James DeVita, director of quality and patient safety at CVS Corp., took exception to the characterization of technicians working almost independently. "That is certainly not the norm," he said. Technicians "don't work without oversight and without training. They don't fill prescriptions.... All the professional aspects of prescription filling, including final check, are done by a pharmacist." For techs, he said, "there is no national standard for training. But every state has requirements."

On the other hand, Michael Cohen, R.Ph., president of the Institute for Safe Medication Practices, said that although regulations call for pharmacists to check prescriptions, "Whether by mistake or by design, sometimes that doesn't happen.... We see some of the results of that, unfortunately."

Rubino said payers have no plans for requiring certification or specific training for technicians. He noted that Aetna itself uses techs for prior approval work. He argued that often errors come down to human factors, rather than inadequate training.
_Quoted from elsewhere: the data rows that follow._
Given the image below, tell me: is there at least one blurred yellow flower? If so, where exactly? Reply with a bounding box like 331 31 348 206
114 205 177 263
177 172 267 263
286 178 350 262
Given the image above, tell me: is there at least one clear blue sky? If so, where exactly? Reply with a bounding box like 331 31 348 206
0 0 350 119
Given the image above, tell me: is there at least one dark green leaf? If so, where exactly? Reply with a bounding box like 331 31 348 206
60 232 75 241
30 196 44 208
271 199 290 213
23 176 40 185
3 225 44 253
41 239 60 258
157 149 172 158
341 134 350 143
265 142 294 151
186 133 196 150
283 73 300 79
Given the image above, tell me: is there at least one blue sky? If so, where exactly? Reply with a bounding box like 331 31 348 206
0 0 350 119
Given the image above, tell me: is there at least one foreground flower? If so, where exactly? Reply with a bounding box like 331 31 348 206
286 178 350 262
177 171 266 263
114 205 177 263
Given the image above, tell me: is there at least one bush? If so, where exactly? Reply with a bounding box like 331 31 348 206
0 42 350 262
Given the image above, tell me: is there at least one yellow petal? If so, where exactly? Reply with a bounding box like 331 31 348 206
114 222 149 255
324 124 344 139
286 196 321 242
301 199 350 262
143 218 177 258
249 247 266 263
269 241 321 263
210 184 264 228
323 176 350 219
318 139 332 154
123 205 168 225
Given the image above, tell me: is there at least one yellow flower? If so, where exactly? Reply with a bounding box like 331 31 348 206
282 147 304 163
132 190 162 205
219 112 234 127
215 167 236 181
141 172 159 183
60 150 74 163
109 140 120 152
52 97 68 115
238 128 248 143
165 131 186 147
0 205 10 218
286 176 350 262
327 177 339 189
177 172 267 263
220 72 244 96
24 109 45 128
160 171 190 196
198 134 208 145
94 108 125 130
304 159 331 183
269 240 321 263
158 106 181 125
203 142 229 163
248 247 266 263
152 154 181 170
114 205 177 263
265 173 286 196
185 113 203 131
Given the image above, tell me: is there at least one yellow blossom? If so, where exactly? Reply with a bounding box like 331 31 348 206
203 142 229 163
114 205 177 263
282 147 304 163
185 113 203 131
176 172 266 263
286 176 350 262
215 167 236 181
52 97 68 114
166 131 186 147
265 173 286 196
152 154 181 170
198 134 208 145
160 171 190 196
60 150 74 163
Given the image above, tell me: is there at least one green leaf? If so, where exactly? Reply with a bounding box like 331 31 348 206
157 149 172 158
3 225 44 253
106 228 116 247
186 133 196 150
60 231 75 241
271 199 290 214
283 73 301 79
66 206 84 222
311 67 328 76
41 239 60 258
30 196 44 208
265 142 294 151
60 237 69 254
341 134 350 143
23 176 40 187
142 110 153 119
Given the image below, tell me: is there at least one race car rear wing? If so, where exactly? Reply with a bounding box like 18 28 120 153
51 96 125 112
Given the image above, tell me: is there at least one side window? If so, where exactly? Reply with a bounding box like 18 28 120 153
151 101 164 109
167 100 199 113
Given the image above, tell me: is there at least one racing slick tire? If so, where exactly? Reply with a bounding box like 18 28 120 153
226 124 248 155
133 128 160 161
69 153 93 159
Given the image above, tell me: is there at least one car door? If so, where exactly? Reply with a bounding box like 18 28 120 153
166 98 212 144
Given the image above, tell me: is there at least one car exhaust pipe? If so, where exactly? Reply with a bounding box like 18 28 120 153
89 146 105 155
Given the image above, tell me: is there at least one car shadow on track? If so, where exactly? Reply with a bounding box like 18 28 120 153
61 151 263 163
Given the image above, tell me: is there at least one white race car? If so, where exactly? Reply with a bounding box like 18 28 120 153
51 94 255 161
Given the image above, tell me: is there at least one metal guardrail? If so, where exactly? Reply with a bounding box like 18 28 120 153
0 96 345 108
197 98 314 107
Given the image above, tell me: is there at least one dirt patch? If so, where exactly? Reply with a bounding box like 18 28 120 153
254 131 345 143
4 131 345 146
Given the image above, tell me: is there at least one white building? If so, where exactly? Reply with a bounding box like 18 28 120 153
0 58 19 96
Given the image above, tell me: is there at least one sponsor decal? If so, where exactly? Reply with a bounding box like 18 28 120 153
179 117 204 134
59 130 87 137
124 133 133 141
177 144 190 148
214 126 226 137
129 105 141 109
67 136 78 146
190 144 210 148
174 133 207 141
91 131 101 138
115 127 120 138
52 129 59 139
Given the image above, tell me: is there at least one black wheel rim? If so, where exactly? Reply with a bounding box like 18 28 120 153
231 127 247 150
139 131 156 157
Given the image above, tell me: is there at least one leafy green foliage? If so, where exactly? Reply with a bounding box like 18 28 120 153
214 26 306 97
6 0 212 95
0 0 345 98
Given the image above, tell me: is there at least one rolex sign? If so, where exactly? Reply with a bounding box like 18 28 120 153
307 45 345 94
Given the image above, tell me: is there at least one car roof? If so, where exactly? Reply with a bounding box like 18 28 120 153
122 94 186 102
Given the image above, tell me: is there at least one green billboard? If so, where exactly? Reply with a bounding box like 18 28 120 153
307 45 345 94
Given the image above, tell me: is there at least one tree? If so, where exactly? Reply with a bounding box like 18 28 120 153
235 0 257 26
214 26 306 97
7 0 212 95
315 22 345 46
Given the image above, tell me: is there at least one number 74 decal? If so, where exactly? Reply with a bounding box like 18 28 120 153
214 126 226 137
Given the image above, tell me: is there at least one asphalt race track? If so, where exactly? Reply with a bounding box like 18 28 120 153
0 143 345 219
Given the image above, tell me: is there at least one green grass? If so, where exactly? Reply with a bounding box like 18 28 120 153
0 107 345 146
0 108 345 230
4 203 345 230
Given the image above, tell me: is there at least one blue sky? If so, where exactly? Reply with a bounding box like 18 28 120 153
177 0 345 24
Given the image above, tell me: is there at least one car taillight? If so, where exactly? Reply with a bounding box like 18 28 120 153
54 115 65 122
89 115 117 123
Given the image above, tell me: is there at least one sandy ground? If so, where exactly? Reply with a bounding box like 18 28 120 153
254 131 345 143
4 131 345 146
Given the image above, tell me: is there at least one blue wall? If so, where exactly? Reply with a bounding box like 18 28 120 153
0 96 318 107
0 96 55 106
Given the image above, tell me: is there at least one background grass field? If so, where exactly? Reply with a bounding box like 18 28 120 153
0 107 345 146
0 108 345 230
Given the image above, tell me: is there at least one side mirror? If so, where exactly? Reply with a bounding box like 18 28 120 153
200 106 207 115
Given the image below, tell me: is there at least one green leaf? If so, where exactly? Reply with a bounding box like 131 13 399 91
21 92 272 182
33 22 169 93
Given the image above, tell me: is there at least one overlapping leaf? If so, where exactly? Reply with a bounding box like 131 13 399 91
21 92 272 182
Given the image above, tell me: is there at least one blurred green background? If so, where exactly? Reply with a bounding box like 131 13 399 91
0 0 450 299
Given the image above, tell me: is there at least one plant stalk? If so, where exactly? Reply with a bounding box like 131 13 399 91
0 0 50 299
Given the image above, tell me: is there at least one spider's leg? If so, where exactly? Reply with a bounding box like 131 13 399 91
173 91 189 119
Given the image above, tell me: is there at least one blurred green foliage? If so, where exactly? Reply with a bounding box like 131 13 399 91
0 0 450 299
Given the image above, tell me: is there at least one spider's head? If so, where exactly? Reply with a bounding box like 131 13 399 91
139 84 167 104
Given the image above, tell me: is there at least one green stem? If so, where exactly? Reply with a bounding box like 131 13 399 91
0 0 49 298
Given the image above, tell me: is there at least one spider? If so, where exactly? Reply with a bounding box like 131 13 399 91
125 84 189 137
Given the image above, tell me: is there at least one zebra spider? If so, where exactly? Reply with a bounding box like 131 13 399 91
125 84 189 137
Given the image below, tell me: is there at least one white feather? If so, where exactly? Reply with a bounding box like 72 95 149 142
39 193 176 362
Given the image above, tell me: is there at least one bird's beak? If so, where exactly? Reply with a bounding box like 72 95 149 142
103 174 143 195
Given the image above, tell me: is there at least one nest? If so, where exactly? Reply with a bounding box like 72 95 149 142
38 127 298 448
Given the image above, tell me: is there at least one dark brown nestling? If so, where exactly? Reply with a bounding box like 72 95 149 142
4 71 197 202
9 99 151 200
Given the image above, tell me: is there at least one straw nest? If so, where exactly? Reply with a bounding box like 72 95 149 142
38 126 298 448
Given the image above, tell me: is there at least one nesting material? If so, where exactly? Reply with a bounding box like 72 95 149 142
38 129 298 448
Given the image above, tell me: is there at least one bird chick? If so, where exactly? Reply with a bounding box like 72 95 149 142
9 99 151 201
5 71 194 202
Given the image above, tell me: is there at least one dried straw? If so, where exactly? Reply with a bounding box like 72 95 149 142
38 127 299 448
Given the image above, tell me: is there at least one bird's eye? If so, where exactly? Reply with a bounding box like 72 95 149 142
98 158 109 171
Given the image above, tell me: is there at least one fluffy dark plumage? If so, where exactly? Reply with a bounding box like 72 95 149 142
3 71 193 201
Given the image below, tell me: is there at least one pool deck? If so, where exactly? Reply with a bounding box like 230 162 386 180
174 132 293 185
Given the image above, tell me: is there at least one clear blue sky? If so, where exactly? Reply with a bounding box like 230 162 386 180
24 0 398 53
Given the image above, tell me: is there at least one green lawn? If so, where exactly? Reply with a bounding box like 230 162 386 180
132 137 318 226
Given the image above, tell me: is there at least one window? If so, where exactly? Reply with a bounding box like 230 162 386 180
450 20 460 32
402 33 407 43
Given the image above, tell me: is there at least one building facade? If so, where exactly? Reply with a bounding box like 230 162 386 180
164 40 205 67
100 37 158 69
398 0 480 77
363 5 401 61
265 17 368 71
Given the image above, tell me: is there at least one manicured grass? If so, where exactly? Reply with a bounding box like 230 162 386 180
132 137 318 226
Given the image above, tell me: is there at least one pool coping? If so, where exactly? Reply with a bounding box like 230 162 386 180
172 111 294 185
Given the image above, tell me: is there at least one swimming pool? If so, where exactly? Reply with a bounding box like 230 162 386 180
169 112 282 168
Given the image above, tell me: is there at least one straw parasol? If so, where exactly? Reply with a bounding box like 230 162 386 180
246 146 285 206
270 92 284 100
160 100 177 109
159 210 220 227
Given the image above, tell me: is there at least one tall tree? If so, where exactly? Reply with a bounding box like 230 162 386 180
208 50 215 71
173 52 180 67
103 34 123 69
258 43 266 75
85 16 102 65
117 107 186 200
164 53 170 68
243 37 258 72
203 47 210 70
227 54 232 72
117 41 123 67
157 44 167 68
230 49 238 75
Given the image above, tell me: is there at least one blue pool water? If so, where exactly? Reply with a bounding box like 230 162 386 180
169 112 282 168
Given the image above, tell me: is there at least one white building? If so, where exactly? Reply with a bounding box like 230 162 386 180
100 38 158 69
Do pharmacists get too little information about patients? Rubino noted there was previously a proposal before the National Business Group on Health to require the diagnosis be on the prescription, a plan called Dx on Rx. "That would eliminate a large portion of the medication errors, because when a pharmacist sees what the diagnosis is, that helps reinforce that it is the correct drug, correct dose, etc.," he argued.

Rubino lamented that the proposal was opposed by the pharmaceutical industry, in part, he believes, because payers might not pay for some off-label uses of drugs.

Cohen said that, particularly in light of serious adverse events in ambulatory care, he's bothered by the fact that community pharmacists often lack basic information, including patients' age, chronic conditions like diabetes, and allergies.

To address that, Rubino said, Aetna has combined its medical claims data with its pharmacy claims system so the company can alert physicians or pharmacists about potential problems. It is also launching a personal health record to include all of a patient's medications, no matter where they were obtained, as well as disease state information, so members can take that information to pharmacists or physicians.

It's federal law for Medicare patients to receive counseling at dispensing. In nearly all states, it's state law for all patients to get that counseling. "But it isn't happening-or at least only a small percentage of patients are being counseled," said Cohen. He stressed that one big problem is that the reimbursement system provides no incentive for counseling.